Tim Powers’s books have a way of sticking with you. I started in 1985, with Dinner at Deviant’s Palace, one of the most memorable post-apocalyptic novels you could hope to read, full of “eyeball kicks” (stellar, memorable, wildly imaginative imagery), like the horse-drawn muscle car featured in John Berkey’s cover for the original Ace Books paperback.
While Deviant’s Palace is unmistakable Powers-ish in its themes and imagery, it is atypical of Powers’ main body of work, which is characterized by his “secret histories,” like Last Call and Hide Me Among the Graves (a secret history of pre-Raphaelite painters being stalked by vampires, one of whom started life as Boudica) and Medusa’s Web (a secret history of Golden Age Hollywood stars who are haunted by interdimensional, sinister demons in the guise of spiders), and don’t get me started on Expiration Date, a sequel of sorts to Last Call, which introduces an ancient cult that captures and ingests the souls of the great people of history (the protagonist of Expiration Date inadvertently ingests Thomas Edison’s soul!).

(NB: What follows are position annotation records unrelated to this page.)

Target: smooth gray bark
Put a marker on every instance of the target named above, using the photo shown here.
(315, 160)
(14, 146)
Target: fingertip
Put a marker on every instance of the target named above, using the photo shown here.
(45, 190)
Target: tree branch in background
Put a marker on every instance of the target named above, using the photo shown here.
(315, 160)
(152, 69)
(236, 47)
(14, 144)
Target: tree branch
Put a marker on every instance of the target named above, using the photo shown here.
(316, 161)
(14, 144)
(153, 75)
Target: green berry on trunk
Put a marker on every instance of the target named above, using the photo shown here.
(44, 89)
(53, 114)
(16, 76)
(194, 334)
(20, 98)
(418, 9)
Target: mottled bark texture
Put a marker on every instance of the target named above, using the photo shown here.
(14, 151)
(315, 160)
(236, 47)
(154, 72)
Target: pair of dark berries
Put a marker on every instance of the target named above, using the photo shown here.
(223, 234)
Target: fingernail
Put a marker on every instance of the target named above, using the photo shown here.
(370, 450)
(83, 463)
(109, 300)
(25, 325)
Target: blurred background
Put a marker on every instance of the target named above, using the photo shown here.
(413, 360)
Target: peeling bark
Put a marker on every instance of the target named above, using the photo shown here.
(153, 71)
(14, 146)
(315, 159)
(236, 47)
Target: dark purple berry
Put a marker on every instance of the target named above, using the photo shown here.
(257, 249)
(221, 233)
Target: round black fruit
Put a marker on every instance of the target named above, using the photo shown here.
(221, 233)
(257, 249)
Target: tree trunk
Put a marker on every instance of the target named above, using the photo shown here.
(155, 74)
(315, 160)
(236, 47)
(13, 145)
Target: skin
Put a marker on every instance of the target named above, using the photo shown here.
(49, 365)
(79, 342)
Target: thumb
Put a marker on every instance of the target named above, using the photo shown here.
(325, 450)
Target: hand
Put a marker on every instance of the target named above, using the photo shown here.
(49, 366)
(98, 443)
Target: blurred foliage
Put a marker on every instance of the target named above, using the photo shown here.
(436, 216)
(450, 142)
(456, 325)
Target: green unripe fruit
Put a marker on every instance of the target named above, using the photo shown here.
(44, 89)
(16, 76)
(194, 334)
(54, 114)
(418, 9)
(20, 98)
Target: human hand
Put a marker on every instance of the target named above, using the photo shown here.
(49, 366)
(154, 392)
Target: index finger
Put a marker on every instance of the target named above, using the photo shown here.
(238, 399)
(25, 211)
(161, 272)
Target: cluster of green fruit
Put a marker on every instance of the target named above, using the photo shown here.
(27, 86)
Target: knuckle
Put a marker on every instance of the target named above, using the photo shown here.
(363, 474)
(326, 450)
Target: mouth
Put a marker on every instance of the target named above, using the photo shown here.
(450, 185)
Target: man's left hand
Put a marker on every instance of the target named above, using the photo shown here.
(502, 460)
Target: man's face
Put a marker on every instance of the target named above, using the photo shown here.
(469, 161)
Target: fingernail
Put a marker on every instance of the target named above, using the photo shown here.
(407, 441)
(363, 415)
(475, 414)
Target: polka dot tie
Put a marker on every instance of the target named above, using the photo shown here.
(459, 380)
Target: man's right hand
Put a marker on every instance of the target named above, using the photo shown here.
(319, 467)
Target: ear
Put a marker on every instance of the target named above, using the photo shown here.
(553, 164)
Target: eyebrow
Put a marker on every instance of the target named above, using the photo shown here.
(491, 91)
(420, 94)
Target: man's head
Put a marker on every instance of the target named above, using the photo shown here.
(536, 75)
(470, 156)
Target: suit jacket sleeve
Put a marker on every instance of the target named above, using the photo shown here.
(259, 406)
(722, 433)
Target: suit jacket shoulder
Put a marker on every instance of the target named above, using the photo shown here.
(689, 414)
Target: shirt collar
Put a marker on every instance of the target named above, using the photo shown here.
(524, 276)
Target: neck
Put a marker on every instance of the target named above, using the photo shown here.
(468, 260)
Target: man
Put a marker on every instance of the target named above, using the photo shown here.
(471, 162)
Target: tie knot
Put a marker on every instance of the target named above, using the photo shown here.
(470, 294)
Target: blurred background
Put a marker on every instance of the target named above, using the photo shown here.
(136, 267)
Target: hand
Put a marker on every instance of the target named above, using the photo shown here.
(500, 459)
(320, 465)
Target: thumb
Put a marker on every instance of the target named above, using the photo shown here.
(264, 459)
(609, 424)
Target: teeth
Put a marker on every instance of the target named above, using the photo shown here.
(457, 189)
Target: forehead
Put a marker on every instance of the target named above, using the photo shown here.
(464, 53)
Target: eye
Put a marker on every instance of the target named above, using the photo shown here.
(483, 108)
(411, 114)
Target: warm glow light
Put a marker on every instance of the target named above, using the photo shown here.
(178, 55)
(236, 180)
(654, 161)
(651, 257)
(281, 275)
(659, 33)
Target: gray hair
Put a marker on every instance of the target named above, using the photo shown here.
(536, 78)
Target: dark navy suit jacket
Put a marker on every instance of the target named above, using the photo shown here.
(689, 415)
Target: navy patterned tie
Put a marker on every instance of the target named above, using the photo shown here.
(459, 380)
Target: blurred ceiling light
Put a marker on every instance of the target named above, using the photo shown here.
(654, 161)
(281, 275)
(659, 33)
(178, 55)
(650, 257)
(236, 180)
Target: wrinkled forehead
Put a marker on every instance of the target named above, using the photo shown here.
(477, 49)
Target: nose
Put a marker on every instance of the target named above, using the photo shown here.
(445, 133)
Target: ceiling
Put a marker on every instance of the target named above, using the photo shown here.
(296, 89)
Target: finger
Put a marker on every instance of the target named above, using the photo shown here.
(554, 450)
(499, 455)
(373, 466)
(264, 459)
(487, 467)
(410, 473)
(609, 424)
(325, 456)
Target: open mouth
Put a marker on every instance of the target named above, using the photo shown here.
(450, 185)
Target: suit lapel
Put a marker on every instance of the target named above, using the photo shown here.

It’s impossible to describe just how wonderfully creepy and immersive these stories are. Reading a Tim Powers novel is like falling into a dream, in which impossible things seem not just plausible, but inevitable. They have a kind of impeccable internal consistency that makes them so very spooky and great — it’s truly like visiting another universe with entirely different rules of causality and reality itself.

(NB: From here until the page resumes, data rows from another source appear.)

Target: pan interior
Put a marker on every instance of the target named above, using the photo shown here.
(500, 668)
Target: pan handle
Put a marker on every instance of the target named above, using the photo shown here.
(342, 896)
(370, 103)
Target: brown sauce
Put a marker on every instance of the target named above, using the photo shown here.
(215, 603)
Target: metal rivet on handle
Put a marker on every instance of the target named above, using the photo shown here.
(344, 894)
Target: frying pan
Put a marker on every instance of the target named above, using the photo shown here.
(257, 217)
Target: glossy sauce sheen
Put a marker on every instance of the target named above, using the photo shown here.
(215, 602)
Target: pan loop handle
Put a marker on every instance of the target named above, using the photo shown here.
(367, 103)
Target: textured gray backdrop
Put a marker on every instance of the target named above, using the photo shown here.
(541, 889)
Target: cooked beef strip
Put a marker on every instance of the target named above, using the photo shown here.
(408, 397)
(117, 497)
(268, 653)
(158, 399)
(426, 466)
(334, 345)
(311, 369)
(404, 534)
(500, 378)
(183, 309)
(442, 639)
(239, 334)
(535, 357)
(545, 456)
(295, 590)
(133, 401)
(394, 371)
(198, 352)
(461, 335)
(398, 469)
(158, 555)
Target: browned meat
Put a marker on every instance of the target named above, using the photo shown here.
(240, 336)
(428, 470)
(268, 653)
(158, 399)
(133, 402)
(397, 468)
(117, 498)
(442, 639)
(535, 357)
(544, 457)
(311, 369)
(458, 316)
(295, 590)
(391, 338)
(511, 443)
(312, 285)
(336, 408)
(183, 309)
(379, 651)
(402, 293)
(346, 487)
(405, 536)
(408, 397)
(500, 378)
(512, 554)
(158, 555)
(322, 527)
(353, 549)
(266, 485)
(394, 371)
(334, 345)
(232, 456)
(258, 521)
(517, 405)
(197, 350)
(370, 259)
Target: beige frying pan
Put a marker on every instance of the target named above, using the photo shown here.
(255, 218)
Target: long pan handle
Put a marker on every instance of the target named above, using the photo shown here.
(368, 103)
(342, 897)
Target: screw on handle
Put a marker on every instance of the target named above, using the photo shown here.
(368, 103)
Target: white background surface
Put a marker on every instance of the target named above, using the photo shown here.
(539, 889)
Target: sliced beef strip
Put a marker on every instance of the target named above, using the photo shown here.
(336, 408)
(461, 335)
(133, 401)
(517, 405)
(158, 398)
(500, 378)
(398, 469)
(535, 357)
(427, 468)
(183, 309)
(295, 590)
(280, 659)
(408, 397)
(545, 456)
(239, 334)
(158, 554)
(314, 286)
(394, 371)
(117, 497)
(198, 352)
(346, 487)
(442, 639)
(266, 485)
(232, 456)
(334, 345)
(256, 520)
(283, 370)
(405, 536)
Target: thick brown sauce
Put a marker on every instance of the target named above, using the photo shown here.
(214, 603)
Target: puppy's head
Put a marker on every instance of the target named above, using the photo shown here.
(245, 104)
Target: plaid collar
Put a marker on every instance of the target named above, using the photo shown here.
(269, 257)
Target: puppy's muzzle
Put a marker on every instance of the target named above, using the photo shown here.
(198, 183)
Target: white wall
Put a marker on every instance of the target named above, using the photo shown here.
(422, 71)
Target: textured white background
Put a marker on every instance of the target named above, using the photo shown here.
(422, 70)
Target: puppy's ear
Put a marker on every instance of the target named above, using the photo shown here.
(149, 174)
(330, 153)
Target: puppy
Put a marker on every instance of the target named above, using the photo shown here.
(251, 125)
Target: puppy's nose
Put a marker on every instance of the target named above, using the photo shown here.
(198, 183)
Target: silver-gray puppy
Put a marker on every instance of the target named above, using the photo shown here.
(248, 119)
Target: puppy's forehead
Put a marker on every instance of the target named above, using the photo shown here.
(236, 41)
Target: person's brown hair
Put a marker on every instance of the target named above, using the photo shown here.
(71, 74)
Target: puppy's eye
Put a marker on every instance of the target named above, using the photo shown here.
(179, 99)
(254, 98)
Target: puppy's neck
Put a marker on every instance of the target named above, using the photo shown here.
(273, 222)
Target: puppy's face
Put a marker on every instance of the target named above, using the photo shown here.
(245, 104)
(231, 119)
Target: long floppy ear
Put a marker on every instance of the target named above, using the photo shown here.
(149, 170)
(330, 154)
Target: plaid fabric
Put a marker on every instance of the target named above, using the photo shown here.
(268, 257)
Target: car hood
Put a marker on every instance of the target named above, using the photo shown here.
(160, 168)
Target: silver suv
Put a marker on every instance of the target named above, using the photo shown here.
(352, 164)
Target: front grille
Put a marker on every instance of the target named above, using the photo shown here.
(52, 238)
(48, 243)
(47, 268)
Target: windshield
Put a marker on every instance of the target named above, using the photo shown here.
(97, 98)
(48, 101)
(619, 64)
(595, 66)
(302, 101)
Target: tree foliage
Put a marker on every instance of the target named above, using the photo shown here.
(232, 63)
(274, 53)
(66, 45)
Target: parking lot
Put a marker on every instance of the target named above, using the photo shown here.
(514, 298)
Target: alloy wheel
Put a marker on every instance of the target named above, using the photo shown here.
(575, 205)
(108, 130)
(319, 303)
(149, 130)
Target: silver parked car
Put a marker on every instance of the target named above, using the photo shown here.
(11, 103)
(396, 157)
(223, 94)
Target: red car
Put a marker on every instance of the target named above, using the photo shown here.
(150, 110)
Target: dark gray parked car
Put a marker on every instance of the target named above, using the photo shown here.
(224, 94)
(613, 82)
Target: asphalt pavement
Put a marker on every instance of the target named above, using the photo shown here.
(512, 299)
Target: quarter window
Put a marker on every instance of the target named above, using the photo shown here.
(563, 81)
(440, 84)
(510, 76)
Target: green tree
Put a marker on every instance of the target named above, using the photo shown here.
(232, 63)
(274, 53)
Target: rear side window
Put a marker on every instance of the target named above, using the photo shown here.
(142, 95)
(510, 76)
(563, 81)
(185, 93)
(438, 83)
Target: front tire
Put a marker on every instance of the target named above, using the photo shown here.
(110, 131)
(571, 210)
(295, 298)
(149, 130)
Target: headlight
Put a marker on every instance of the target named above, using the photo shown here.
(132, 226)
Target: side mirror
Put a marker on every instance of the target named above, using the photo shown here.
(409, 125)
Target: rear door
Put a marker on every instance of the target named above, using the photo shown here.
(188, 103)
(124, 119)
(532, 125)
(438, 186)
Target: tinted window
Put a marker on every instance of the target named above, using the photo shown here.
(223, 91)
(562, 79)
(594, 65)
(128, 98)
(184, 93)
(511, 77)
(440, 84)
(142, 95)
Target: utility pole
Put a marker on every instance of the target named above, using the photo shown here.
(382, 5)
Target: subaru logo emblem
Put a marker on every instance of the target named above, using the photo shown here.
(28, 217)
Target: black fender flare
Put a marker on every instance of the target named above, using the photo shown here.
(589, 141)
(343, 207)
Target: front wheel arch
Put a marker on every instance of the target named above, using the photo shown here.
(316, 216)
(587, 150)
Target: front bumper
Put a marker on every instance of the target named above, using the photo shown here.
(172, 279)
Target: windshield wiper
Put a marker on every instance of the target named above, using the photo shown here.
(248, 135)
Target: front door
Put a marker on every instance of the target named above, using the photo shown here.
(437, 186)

It should come as no surprise to learn that Powers was one of Philip K Dick’s three proteges, the other two being James Blaylock and KW Jeter. As young men, Powers, Blaylock and Jeter squired Dick — a dysfunctional mess of a man whose substance abuse and sexual misadventures kept him lurching from crisis to crisis — around Los Angeles, while immersing themselves in Dick’s bizarre, paranoid, mystical worldview.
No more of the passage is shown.